By MARYCLAIRE DALE Associated Press
Abortion providers across Pennsylvania urged the state’s highest court on Wednesday to overturn a longtime ban on Medicaid funding for the procedure.
Planned Parenthood and other providers say the 1982 law violates the state’s Equal Rights Amendment by treating women’s health care needs differently than those of men.
Susan Frietsche, a senior staff attorney with the Women’s Law Project, said the ban does “catastrophic” harm to poor women and women of color. She balked when Chief Justice Debra Todd suggested the case came down to a funding issue, not abortion.
“It is not a case only about Medicaid funding, it’s about coverage of health care: Men get it, women don’t,” said Frietsche, who said she could not find a similar Medicaid coverage rule that harmed only men in the state.
“The impact that this unfair coverage scheme exerts upon women is catastrophic. And the purpose of it — the underlying rationale of it — is to perpetuate traditional gender roles that are abhorrent to our state’s fundamental charter, to our Equal Rights Amendment and our equal protection provisions,” she said as the court heard more than two hours of oral arguments on the issue.
Activists on both sides of the abortion debate have sought to advance their positions through state law or state court cases across the country since the U.S. Supreme Court in June overturned Roe v. Wade, the 1973 decision that had provided a constitutional right to abortion. Congress bans the use of federal funds for most abortions, but some states use their own money to cover the procedure for poor women.

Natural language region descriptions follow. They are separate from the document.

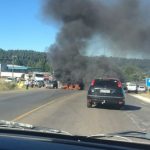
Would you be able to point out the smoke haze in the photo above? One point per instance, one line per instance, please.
(122, 24)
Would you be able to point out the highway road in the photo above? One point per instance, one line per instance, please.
(67, 110)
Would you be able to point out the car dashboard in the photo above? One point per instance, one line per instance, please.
(21, 139)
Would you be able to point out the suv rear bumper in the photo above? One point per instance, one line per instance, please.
(106, 100)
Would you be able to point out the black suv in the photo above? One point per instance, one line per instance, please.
(106, 91)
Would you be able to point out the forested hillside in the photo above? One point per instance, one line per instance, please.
(125, 69)
(26, 58)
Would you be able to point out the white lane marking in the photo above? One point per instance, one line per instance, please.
(147, 100)
(143, 103)
(132, 116)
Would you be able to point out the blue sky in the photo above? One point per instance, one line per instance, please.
(21, 26)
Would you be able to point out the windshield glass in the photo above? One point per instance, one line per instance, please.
(106, 84)
(94, 53)
(39, 75)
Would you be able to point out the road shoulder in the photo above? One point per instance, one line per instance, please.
(140, 97)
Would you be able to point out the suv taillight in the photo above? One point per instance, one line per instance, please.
(93, 83)
(119, 84)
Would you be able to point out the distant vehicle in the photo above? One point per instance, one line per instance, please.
(106, 91)
(10, 79)
(51, 84)
(141, 88)
(38, 76)
(40, 84)
(132, 87)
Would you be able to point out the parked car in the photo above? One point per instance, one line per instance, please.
(106, 92)
(40, 83)
(132, 87)
(141, 88)
(51, 84)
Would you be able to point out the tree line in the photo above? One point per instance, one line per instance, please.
(25, 58)
(123, 68)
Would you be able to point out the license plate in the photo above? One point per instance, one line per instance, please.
(104, 91)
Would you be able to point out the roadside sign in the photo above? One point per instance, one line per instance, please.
(148, 82)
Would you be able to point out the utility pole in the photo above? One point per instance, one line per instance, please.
(13, 58)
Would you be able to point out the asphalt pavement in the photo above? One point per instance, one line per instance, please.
(67, 110)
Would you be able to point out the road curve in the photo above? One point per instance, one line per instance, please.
(71, 114)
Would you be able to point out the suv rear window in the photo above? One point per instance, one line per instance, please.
(106, 83)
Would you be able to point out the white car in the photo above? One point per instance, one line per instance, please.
(10, 79)
(132, 88)
(141, 88)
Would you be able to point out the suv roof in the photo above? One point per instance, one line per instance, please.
(107, 83)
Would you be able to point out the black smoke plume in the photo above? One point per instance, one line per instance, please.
(123, 23)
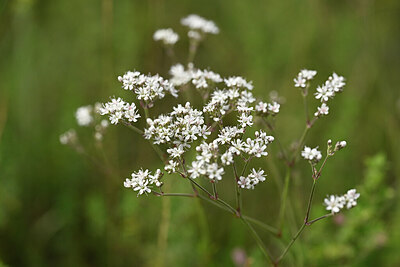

Pennsylvania allows abortions up to 24 weeks of pregnancy, but bans Medicaid funding of the procedure, with a few exceptions including to save the mother’s life. The Pennsylvania Supreme Court upheld the 1982 law in a unanimous 1985 ruling. Republicans control the statehouse, while Democratic Gov. Tom Wolf supports abortion rights.
A lawyer for Republican lawmakers defended the ban Wednesday, calling it settled law. He argued that it could affect some men as well, if they pay for an abortion not covered by Medicaid.
“We’re not talking about the actual fundamental right (to an abortion). We’re talking about whether or not the state has to pay for it,” lawyer Matt Haverstick argued.
The justices took the case under advisement. Four Democrats sat on the five-member panel hearing the case. One justice recused himself, and the seventh seat is vacant after a recent death.